Parmi les boissons alcoolisées, juste derrière la bière on trouve la cachaça, avec 12 litres par an et par habitant. La cachaça est une vieille compagne des Brésiliens puisqu’elle est existe depuis le début de la colonisation. Elle est issue de la culture de la canne à sucre importée par les Portugais dès la seconde moitié du XVIe. La cachaça, tout comme le rhum, est donc un produit de la canne à sucre, la différence est que la cachaça est obtenue à partir du jus frais de la canne, alors que pour le rhum on fait cuire ce jus. Ceci dit, il existe aussi du rhum obtenu à partir du jus frais de la canne, c’est ce qu’on appelle le rhum agricole. La cachaça, dont le degré d’alcool varie de 38° à 48° selon la marque et la région, est très traditionnelle du nordeste brésilien ; c’est là que sa production a commencé à l’époque coloniale et où l’on continue de la boire à l’état pur, surtout en milieu rural. Ailleurs, on la préfère sous forme de coktails, dont les caípirinhas et batidas, mais on l’utilise aussi dans la cuisine (desserts, flambés, etc).

caipirinha

La fameuse caipirinha

La caípirinha, connue aujourd’hui dans le monde entier, est un cocktail à base de cachaça et de citron vert. Ce cocktail, qui est apparut il y a environ un siècle, aurait été inventé dans l’Etat de São Paulo par un fermier qui s’en servait pour soigner les grippes et les coups de froid.
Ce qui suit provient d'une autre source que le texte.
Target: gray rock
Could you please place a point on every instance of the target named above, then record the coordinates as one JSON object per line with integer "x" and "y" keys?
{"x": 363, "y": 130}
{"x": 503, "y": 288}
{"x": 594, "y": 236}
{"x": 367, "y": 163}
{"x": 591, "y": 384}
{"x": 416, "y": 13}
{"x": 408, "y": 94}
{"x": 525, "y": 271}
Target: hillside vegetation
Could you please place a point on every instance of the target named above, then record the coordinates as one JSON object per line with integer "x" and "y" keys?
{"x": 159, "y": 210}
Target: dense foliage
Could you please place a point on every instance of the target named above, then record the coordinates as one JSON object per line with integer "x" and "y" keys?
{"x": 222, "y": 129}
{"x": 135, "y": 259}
Depuis, la « petite paysanne » (traduction de caipirinha) a gagné les villes, et même le monde, sans parler des papilles de tous ceux qui visitent le Brésil. Ceci dit, au Brésil la caipirinha a quelque peu évolué, bon nombre de Brésiliens lui préfèrent aujourd’hui la caipiroska, c’est le même principe de cocktail mais la vodka y remplace la cachaça. Par extension, on remplace aussi souvent le citron par le kiwi, et avec de la vodka ça devient kiwiroska. Il y a comme ça un nombre presque infini de variantes.

Voici maintenant la recette traditionnelle de la caipirinha :

Dans un verre, de préférence rond et large, mettre l’équivalent d’un demi citron vert (s’il est petit un entier), coupé en petits morceaux. Ajoutez une cuillère à soupe bien remplie de sucre en poudre, faite macérer en écrasant légèrement les morceaux de citron avec un pilon. Puis ajoutez des glaçons jusqu’à remplir le verre et versez dessus 50 ml de cachaça, remuez le tout, voilà c’est prêt !

Pour continuer avec les boissons, il faut parler du vin. Bien que loin derrière la bière et la cachaça, il arrive en troisième position dans la consommation des boissons alcoolisées au Brésil. Mais la tendance dans ce secteur est à l’augmentation, qui accompagne d’ailleurs l’amélioration de la qualité. Le vin est surtout produit dans le sud du pays, une région tempérée et qui a été peuplée par des Européens, dont des Italiens. Ce sont eux qui ont commencé la culture de la vigne dans le Rio Grande do Sul, puis les Allemands dans le Santa Catarina. On y trouve des vins rouges, des blancs, des rosés et des mousseux, mais pour ces trois derniers de nouvelles régions s’y sont lancées avec succès, dont Bahia, qui produit dans le nord-ouest de l’Etat des vins aujourd’hui reconnus dans tout le pays.

Il est intéressant de constater que si pour la bière le nombre de consommateurs masculins est plus nombreux, pour le vin c’est le contraire, les femmes l’associant à une certaine sophistication. Quant à la consommation nationale, elle est très variable d’une région à l’autre, le fort de la consommation se faisant dans les régions plus « européennes », comme le sud et le sud-est. Mais le Brésil reste un petit consommateur à l’échelle mondiale, avec 2 litres par habitant et par an, il est loin derrière ses voisins vinicoles sud-américains que sont l’Argentine, avec 22 litres, et le Chili, avec 14 litres, et bien sûr mieux vaut ne pas le comparer au premier consommateur mondial, la France, avec 44 litres par an et par habitant.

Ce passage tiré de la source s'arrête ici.